Virata obtained his law degree in 1940 and business administration degree, cum laude, in 1941, both courses from the University of the Philippines. He did graduate work at the Harvard University, the University of Chicago, and Northwestern University.

== Career ==

Virata was in the United States when the Philippine Commonwealth was evacuated to America because of the raging war in the Pacific. From 1946 to 1948, he worked as an officer of the Philippine Embassy in the US. After the war, the task of directing the economic research of the newly organized Central Bank of the Philippines in 1949 fell on him. Subsequently, he was appointed the bank’s deputy governor and later, as a member of the Monetary Board. In various United Nations conferences on finance, trade, industry and economics; Virata served in different capacities. He was the adviser to the Philippine delegate to the International Monetary Fund Conference at Washington, DC in 1949 and to the International Monetary Fund and International Bank Conference at Paris, France in 1950. He was a delegate of the Philippines to the Conference of the Consultative Committee in Economic Development in Southeast Asia under the Colombo plan in Ceylon in 1957.

In 1952, he left the government service and joined the Philippine American Life and General Insurance Company as financial vice-president and vice-chairman of its investment committee. Soon, he was accorded the same respect he earned during his service with the government. He was elected either as chairman, president or board member of various companies involved in insurance, food processing, marketing, oil exploration, plywood manufacture, logging, textile, meat packing, glass making, oil refining, banking, telecommunications, etc. His leadership in business and industry reached its peak when he was elected president of the Philippine Chamber of Industries and the Management Association of the Philippines. He was also attributed to the successful transfer of the Manila Electric Company to Filipino control from General Public Utilities of the United States, and the Filipinization of the Philippine Long Distance Telephone Company.

He became a member of the Joint Legislative Executive Tax Commission in 1966. From 1969 to 1970, President Marcos appointed him as secretary of the Department of Commerce and Industry (now the Department of Trade and Industry).
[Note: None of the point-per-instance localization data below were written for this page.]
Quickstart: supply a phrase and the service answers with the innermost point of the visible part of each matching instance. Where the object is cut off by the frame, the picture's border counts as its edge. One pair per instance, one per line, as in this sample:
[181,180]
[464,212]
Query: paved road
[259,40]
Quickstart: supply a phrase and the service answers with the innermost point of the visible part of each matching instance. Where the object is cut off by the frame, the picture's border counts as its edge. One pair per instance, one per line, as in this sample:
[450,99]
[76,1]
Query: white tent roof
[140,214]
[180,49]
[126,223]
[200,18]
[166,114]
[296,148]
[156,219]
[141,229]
In 1970, he was appointed chairman of the Development Bank of the Philippines. Upon assuming his position as Chairman of DBP, he ordered the investigation of several major firms that failed to pay the DBP millions of pesos in overdue obligations. Because of this, he was considered as one of the radical chairmen the DBP ever had. Also as head of the DBP, he helped agricultural and industrial enterprises through sound financing schemes. He was also responsible for orienting the institutional objective of development to the countryside to insure that the rural people would enjoy the benefits of economic growth.

== Death ==

On July 14, 1976, Chairman Virata died in Houston, Texas, where he was treated for a lingering illness, leaving his wife the former Marie Theresa “Bebe”
Gallardo Lammoglia, and two children, Luis Juan Virata (married Elizabeth Torres Cu-Unjieng) and Giovanna “Vanna” Virata.
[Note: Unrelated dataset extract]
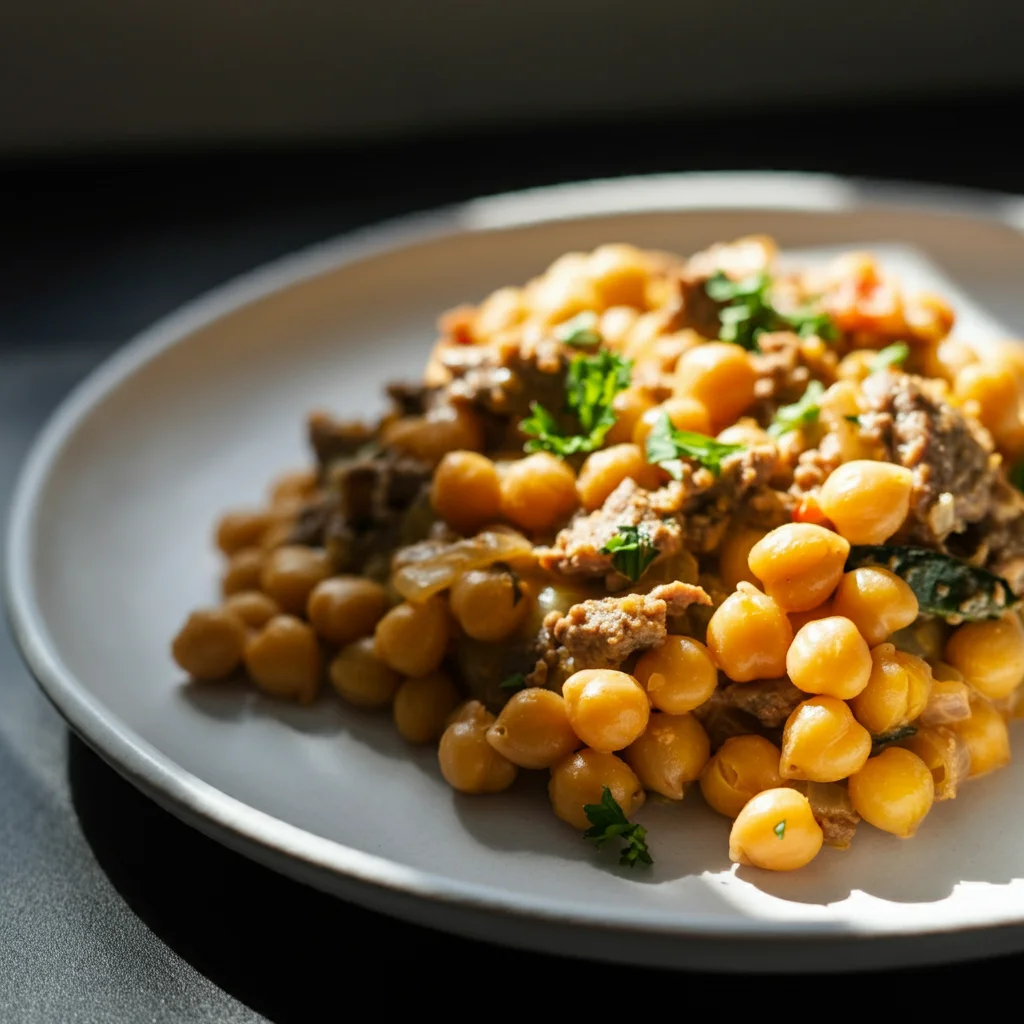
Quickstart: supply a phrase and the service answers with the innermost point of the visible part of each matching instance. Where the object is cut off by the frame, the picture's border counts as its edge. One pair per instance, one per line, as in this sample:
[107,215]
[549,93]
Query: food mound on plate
[650,523]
JV de Ocampo assumed Virata’s unfinished term at the DBP. In honoring Virata, Chairman de Ocampo said: “In the death of Chairman Leonides Virata, we have lost a
esteemed leader in the country’s economic life. He was a force in our development direction. Chairman Virata was an articulate exponent of an economic strategy designed to improve the quality of life of our people, and he gave of himself liberally to this pursuit toward the end. Shortly before his death, he sought to give deeper meaning to the DBP’s countryside development program which he himself initiated in line with national policy.”

== Honors and awards ==

- In 1963, the Philippine Women's University awarded him an honorary doctorate degree.
- In recognition of his long and distinguished service to the country in the fields of banking, finance, trade and industry, which spanned a period of 33 years, President Marcos posthumously conferred on him the Presidential Merit Medal.
- The Leonides S. Virata Memorial School (LSVMS) in Palawan was named after him.